4.1    De raad is van oordeel dat de voorzitter bij de beoordeling de juiste maatstaf heeft toegepast en voorts acht heeft geslagen op alle relevante omstandigheden van het geval. De voorzitter heeft terecht vastgesteld dat verweerder in zijn brief van 10 april 2019 aan de kantonrechter heeft geschreven dat tussen 5 oktober 2018 en 1 januari 2019 een bedrag ad € 28.871,- van de Rabo spaarrekening is verdwenen en overwogen dat zij klaagster niet volgt in haar stelling dat hieruit volgt dat verweerder aan de kantonrechter heeft bericht dat door klaagster gelden zouden zijn verduisterd. Het woord verduisteren is door verweerder niet gebruikt. Vast staat dat voormeld bedrag van de spaarrekening is overgeboekt naar de betaalrekening. Hoewel de woordkeuze van verweerder in zijn brief aan de kantonrechter wellicht ongelukkig was, kan de raad niet vaststellen dat verweerder de rechter bewust onjuist heeft geïnformeerd met het doel hem te misleiden

4.2    Naar het oordeel van de raad kunnen de door klaagster aangevoerde gronden niet slagen en heeft de voorzitter de klacht terecht en op juiste gronden kennelijk ongegrond bevonden.
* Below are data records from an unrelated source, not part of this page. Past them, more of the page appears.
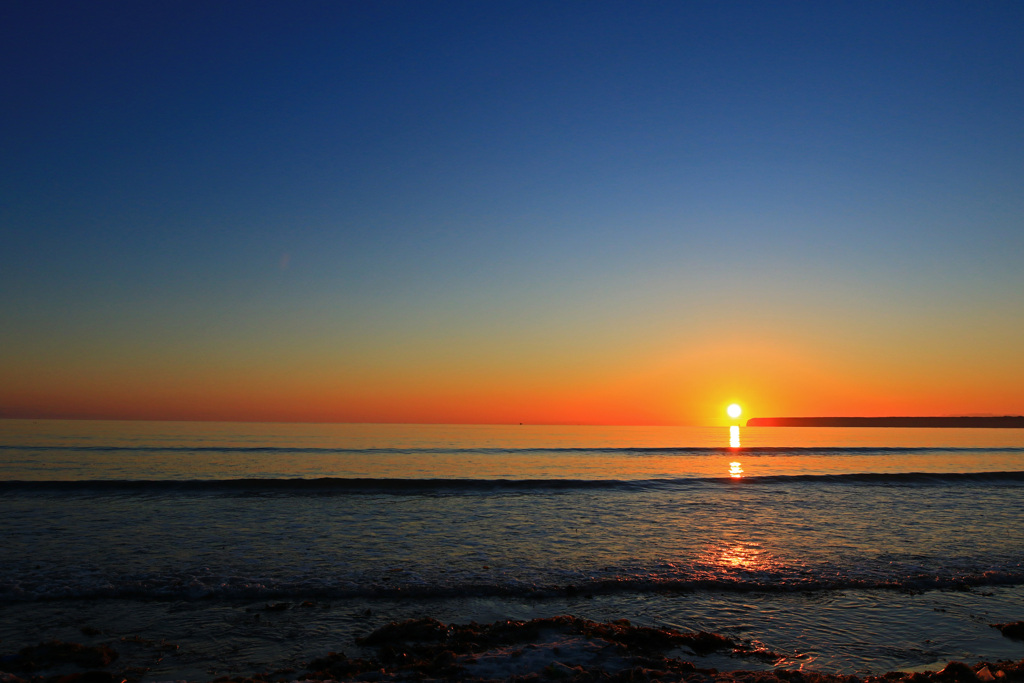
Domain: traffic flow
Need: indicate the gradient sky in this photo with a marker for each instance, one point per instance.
(554, 212)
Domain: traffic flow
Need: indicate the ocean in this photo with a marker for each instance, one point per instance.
(209, 549)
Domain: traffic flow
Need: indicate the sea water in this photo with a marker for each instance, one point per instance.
(255, 546)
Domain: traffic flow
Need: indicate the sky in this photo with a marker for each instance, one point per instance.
(502, 212)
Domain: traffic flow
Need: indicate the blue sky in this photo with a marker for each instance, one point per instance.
(605, 180)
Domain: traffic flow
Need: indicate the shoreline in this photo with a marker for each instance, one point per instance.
(561, 647)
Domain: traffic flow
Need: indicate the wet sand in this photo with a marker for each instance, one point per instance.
(565, 648)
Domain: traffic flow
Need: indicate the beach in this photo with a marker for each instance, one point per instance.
(201, 551)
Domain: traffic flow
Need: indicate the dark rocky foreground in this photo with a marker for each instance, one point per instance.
(559, 648)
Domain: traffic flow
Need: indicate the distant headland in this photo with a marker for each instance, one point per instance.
(1004, 422)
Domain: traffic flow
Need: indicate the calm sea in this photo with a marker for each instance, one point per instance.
(847, 550)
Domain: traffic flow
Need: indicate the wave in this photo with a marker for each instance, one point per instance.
(327, 485)
(657, 451)
(200, 588)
4.3    Nu het verzet van klaagster tegen de beslissing van de voorzitter ook overigens geen nieuwe gezichtspunten oplevert is er geen plaats voor verder onderzoek naar de klacht en moet het verzet ongegrond worden verklaard.

BESLISSING

De raad van discipline:

    

    verklaart het verzet ongegrond.

Aldus beslist door mr. S.H.L. Baggel, voorzitter, mrs. A. Groenewoud en L.R.G.M. Spronken, leden, bijgestaan door mr. I.J.M. Huysmans-van Opstal als griffier en in het openbaar uitgesproken op 26 april 2021.